About Petra’s World of Art

Tomorrow is a new day

Born near Nuremberg and raised in Albrecht Dürer’s city, I was always deeply under the spell of this fascinating artist. During my time at school, I was well-supported in the artistic and socio-political areas and took additional courses in art history and fine arts.

I refined my painting techniques while studying fine art at the Faber-Castell Academy from 2014 to 2018. Influences from informal art have since found their way into my work; I deeply admire Emil Schumacher, Anselm Kiefer, Georges Mathieu, Alberto Burri, and Jackson Pollock.

My international career began in 2019 with an invitation to Art Austria in Vienna and has since taken me and my works to many European cities: Paris, Basel, Barcelona, Madrid, Venice, Rome, Florence, Hamburg, and Salzburg, as well as to New York and Tokyo.

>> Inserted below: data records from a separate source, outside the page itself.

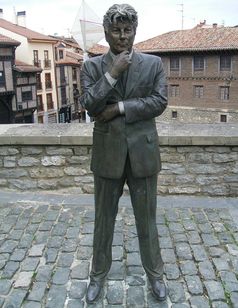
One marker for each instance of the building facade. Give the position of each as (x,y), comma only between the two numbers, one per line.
(38,50)
(201,65)
(18,100)
(68,61)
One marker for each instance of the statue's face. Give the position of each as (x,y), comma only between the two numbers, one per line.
(120,36)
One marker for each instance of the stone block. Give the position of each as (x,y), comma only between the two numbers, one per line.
(28,161)
(53,161)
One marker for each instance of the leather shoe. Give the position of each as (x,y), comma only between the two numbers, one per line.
(93,291)
(159,289)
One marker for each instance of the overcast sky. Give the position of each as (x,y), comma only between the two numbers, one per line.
(155,16)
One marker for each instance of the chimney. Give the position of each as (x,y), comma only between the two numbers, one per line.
(21,18)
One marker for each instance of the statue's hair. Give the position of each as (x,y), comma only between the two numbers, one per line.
(120,12)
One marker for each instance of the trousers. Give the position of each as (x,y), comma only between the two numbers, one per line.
(143,193)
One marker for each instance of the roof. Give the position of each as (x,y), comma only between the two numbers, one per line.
(98,49)
(29,34)
(4,40)
(199,38)
(71,58)
(25,68)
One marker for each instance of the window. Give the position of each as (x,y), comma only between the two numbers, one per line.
(38,82)
(48,83)
(198,91)
(174,90)
(223,118)
(2,79)
(36,61)
(199,63)
(47,62)
(174,64)
(40,106)
(26,96)
(74,73)
(225,63)
(224,93)
(174,114)
(46,54)
(61,54)
(50,104)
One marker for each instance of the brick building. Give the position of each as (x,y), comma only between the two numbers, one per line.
(202,69)
(17,85)
(38,50)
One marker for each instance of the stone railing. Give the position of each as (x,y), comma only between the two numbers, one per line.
(197,159)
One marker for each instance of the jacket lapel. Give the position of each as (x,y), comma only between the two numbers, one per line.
(133,73)
(106,63)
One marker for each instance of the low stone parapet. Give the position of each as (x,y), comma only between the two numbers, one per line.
(197,159)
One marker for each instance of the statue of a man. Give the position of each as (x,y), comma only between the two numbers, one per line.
(124,91)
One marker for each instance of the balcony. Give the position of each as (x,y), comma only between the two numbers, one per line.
(39,85)
(48,84)
(47,64)
(37,63)
(50,105)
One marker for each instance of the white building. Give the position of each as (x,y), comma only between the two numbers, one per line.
(38,50)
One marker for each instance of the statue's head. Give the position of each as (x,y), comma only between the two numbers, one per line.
(120,23)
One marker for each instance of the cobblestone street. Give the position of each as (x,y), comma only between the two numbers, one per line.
(46,250)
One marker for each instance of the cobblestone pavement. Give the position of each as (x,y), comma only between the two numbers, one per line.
(46,250)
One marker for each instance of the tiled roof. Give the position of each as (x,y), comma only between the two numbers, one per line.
(71,58)
(26,68)
(199,38)
(4,40)
(98,49)
(29,34)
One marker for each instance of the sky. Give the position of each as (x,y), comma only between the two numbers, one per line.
(56,17)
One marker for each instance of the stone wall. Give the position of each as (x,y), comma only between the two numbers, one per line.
(198,115)
(196,159)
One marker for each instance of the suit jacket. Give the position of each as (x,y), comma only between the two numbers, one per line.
(134,133)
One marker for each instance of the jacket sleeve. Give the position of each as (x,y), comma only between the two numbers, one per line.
(145,108)
(94,91)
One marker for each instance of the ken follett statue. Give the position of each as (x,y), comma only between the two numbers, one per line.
(124,91)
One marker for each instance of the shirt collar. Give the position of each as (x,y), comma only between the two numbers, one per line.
(113,55)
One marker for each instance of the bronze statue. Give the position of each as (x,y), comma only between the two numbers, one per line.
(124,91)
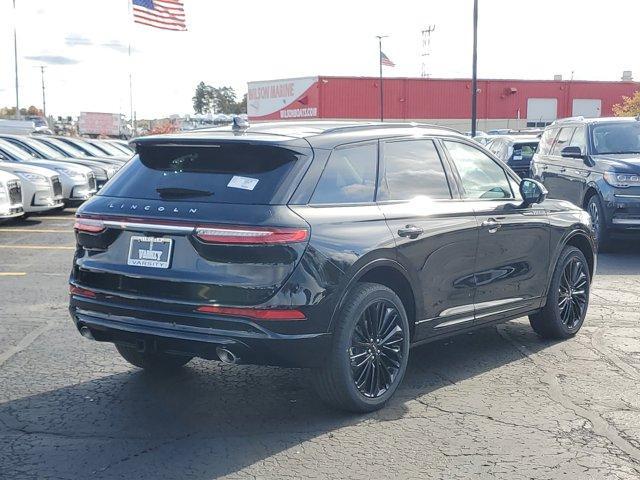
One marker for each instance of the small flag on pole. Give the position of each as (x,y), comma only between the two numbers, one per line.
(165,14)
(386,61)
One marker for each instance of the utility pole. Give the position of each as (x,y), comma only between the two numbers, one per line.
(426,48)
(474,78)
(15,53)
(380,37)
(44,98)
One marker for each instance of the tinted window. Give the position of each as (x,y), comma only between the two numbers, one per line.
(579,139)
(349,176)
(481,177)
(523,152)
(413,168)
(623,137)
(217,173)
(546,141)
(562,141)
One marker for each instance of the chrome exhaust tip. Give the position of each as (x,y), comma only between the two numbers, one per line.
(227,356)
(86,332)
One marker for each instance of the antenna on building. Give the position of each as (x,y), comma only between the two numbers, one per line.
(426,48)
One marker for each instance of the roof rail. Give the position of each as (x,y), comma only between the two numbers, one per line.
(372,125)
(579,118)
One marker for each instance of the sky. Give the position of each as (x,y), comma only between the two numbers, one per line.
(84,44)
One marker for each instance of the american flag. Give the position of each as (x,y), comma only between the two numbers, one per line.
(165,14)
(386,61)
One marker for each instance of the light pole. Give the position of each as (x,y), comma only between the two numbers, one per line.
(380,37)
(474,77)
(15,53)
(44,98)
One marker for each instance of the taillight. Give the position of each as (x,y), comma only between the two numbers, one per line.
(251,235)
(81,292)
(255,313)
(89,225)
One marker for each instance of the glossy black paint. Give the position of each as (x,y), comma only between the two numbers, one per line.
(577,178)
(471,262)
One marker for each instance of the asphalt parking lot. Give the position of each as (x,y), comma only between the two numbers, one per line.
(498,403)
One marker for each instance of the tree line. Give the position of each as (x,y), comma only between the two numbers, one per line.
(208,99)
(10,112)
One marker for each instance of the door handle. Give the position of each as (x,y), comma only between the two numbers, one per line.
(410,231)
(492,225)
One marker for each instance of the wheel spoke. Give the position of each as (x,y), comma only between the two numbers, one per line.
(377,349)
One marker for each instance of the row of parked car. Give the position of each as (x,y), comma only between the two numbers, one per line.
(592,162)
(39,173)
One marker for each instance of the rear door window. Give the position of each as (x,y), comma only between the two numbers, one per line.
(546,142)
(562,141)
(214,173)
(412,169)
(523,152)
(481,177)
(349,176)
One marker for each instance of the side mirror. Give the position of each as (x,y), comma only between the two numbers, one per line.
(532,192)
(571,152)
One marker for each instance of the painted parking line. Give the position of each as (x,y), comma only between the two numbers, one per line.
(37,247)
(35,230)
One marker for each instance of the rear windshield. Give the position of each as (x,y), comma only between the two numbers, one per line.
(217,173)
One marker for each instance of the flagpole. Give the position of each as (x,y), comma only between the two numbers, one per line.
(474,73)
(131,112)
(15,53)
(380,37)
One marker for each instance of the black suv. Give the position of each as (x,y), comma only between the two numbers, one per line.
(595,164)
(323,245)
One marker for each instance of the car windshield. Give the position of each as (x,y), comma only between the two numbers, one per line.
(612,138)
(65,147)
(42,148)
(14,151)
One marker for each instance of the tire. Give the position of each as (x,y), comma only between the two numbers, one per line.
(152,361)
(351,357)
(567,303)
(598,223)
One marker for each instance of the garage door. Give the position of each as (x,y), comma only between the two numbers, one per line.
(587,107)
(541,111)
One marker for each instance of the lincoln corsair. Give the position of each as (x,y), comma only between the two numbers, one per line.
(331,246)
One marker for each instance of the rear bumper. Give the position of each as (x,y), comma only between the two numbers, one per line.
(623,213)
(255,345)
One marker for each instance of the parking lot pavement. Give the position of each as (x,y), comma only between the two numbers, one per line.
(498,403)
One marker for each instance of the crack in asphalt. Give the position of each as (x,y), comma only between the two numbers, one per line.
(600,426)
(25,342)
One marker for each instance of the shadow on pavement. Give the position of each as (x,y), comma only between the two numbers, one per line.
(621,258)
(211,419)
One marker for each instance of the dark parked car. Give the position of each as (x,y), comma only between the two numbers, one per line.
(594,163)
(330,246)
(516,151)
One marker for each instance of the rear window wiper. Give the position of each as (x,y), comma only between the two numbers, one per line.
(170,192)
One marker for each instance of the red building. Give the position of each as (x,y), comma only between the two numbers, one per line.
(501,103)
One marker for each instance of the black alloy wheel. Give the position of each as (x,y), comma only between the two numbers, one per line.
(369,352)
(376,352)
(572,292)
(568,299)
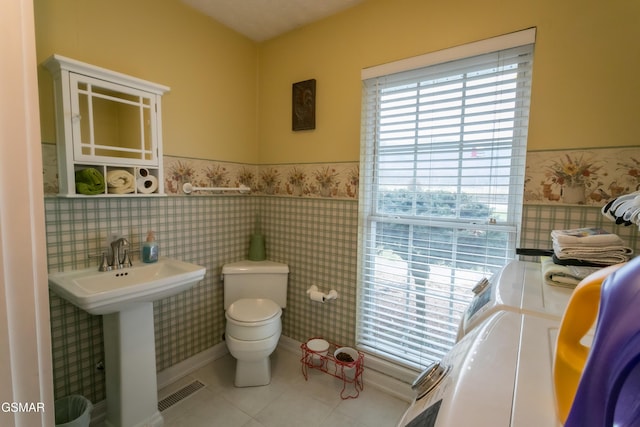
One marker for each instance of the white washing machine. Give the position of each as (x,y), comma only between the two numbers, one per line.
(498,375)
(518,287)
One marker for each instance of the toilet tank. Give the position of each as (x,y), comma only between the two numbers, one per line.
(255,279)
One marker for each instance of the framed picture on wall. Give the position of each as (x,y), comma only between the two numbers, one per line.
(303,108)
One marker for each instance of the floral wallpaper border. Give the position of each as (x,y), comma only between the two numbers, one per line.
(575,177)
(334,180)
(581,177)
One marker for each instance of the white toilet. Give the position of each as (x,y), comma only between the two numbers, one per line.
(255,292)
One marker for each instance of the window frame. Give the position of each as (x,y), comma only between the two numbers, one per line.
(369,216)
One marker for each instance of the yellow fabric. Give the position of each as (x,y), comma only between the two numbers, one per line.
(571,354)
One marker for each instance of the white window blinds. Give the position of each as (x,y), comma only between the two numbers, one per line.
(443,159)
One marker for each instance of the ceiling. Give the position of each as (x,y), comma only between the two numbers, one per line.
(262,20)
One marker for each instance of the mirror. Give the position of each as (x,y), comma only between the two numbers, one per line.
(110,122)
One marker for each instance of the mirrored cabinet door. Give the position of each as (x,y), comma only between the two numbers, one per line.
(109,128)
(109,122)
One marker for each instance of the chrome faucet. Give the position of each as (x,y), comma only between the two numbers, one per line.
(119,258)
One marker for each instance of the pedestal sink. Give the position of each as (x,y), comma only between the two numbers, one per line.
(125,299)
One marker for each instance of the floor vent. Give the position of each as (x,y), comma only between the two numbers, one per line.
(176,397)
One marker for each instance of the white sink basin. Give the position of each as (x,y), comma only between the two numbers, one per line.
(108,292)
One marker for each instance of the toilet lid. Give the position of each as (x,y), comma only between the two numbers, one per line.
(253,310)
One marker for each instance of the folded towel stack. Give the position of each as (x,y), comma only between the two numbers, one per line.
(589,246)
(89,181)
(120,182)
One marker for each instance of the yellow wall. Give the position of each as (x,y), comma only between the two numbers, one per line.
(585,81)
(211,110)
(230,98)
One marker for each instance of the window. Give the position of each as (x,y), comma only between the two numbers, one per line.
(443,159)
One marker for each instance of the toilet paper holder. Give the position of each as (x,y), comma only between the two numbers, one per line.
(316,295)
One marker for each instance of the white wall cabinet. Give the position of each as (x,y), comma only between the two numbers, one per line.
(109,122)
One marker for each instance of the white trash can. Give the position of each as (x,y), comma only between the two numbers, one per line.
(73,411)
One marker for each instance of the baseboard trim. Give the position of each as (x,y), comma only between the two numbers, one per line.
(168,376)
(374,374)
(184,368)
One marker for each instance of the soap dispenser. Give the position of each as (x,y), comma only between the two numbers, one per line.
(150,248)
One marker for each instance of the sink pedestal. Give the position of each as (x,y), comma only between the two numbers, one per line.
(130,367)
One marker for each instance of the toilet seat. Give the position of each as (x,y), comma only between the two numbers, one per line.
(252,319)
(253,311)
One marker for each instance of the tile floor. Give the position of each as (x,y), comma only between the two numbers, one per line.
(289,401)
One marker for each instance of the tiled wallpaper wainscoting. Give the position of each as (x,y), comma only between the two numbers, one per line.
(316,237)
(208,231)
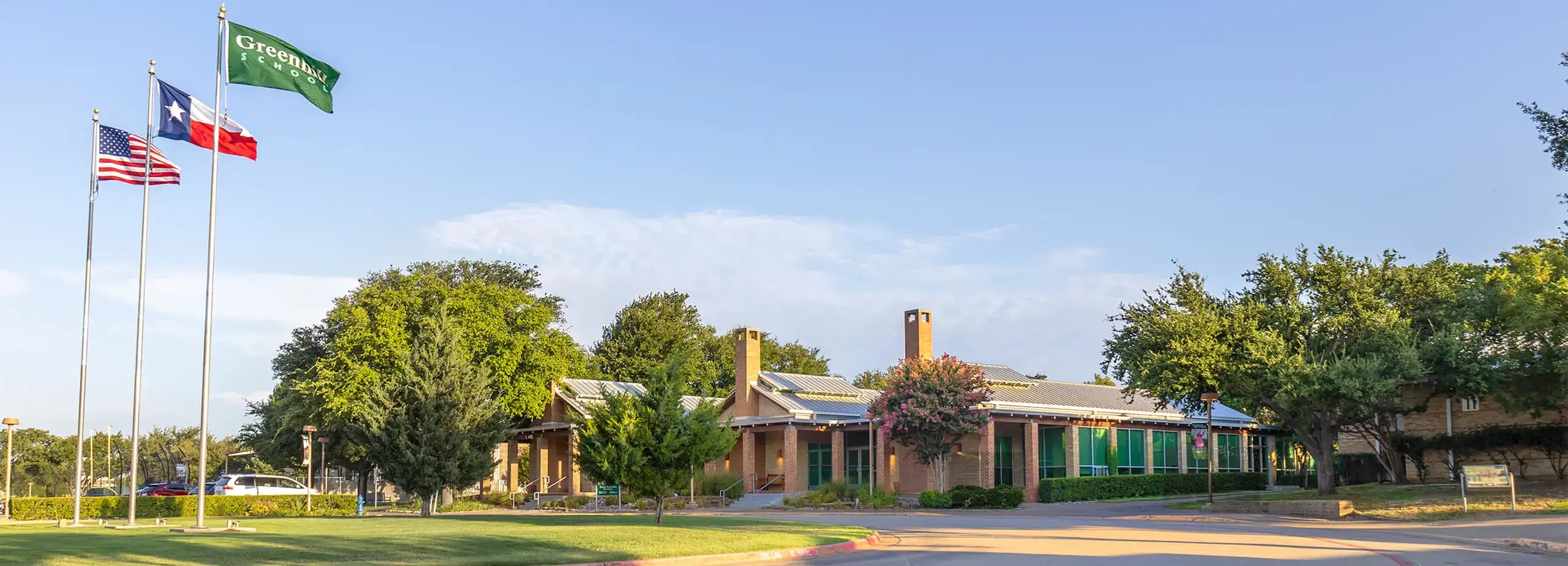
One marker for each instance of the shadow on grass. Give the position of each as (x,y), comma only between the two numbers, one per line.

My works are emotional, intuitive, evocative, and passionate. The statements of my works vary: with some pieces, I aim to express a passionate joy in the beauty of life and art and to celebrate this happiness with gratitude. Other works, such as trash art and upcycling art, have a socio-political background. They aim to warn and awaken: the destruction of our planet must be stopped! The pursuit of personal gain must not be placed above the common good! That’s why the invitation to the UBUNTU Trash Art Festival in the summer of 2023 in Burgenland was one of the highlights of my artistic career. I’m overjoyed to be able to showcase my works made from all kinds of trash there again this year and to encourage guests, through workshops, to create something from their waste that prompts reflection.

Sky High
Peaceful

My greatest wish as an artist is to continue to touch people’s hearts with my works, to critically question our lifestyle, and to appeal to reason and insight.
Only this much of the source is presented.